Sarampo. Governo rejeita decisão sem a “reflexão necessária”

José Carlos Carvalho

Ministra da Presidência afirma que o quadro do sarampo em Portugal não é pior do que o dos países, onde a vacinação é obrigatória. E apela à serenidade e à reflexão neste assunto

A ministra da Presidência considerou esta quinta-feira que o surto de sarampo deve ser visto "com serenidade e não passa necessariamente por medidas proibicionistas", rejeitando uma decisão do Governo "em cima da hora sem a reflexão necessária".

"A questão deve ser vista com serenidade e não passa necessariamente por medidas proibicionistas. Vai ser avaliada, com recurso ao conhecimento científico, provavelmente também discutida no Parlamento", respondeu Maria Manuel Leitão Marques aos jornalistas na conferência de imprensa do Conselho de Ministros desta quinta-feira quando questionada sobre as medidas a adotar a propósito do sarampo.

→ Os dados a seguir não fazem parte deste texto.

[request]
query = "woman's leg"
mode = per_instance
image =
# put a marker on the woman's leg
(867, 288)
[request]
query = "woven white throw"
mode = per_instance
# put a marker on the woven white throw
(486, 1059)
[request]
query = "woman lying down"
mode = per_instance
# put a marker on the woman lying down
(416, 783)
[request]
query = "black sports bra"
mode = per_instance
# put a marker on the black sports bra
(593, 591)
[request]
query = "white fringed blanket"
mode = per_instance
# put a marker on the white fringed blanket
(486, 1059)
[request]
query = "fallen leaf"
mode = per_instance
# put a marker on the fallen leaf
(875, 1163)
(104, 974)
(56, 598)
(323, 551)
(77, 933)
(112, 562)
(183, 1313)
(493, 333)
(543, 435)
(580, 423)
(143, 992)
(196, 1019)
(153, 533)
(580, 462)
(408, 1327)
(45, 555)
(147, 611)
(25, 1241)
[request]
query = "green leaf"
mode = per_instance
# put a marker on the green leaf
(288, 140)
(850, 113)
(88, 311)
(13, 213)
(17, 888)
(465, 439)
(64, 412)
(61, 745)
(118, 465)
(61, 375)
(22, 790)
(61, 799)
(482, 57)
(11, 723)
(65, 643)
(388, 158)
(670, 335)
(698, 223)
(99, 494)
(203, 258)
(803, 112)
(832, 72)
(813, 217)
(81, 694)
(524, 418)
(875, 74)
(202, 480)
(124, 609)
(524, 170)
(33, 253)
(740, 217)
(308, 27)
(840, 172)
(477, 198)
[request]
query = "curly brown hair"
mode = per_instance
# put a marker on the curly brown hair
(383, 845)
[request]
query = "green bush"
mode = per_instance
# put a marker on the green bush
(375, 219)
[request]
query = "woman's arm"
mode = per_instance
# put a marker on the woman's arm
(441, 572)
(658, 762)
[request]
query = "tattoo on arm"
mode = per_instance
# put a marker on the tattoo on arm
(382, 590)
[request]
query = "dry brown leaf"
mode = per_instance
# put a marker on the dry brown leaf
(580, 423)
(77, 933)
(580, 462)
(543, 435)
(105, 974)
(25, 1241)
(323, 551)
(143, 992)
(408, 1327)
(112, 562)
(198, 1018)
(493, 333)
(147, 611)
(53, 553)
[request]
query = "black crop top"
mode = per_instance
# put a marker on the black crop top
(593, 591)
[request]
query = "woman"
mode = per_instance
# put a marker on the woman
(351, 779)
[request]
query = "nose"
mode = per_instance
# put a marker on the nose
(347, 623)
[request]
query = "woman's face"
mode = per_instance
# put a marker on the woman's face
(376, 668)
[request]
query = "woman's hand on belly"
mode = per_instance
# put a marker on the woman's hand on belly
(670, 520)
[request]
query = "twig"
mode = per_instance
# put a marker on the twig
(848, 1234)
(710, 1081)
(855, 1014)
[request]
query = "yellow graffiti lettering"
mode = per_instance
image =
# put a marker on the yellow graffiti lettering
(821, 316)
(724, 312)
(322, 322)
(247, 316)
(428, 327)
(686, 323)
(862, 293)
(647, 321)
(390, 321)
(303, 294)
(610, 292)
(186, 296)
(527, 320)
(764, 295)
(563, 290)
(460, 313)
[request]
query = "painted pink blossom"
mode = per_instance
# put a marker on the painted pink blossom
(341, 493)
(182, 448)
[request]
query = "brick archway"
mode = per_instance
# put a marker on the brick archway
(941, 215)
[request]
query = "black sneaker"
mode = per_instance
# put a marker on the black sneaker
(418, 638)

De acordo com a ministra da Presidência, a informação científica "mostra que Portugal está até numa boa situação em matéria de prevenção nesse domínio e até comparado com outros países onde a vacinação é obrigatória não está em pior situação, está em melhor".

"Isto apenas para mostrar que aquilo que somos levados a pensar por um caso dramático e muito triste, sobretudo para a família que perdeu a sua filha, não deve levar a decidir-nos em cima da hora sem reflexão necessária, que deve ocorrer em torno destas matérias", ressalvou.

Maria Manuel Leitão Marques acrescentou ainda que o ministro da Saúde "também vai acelerar um pouco a medida que estava prevista no Simplex 2016, mas apenas para o final do ano, do boletim de vacinas eletrónico".

"Este vai permitir um conhecimento mais simples por parte das escolas se a criança está ou não vacinada do que o atual suporte para essa informação", concretizou.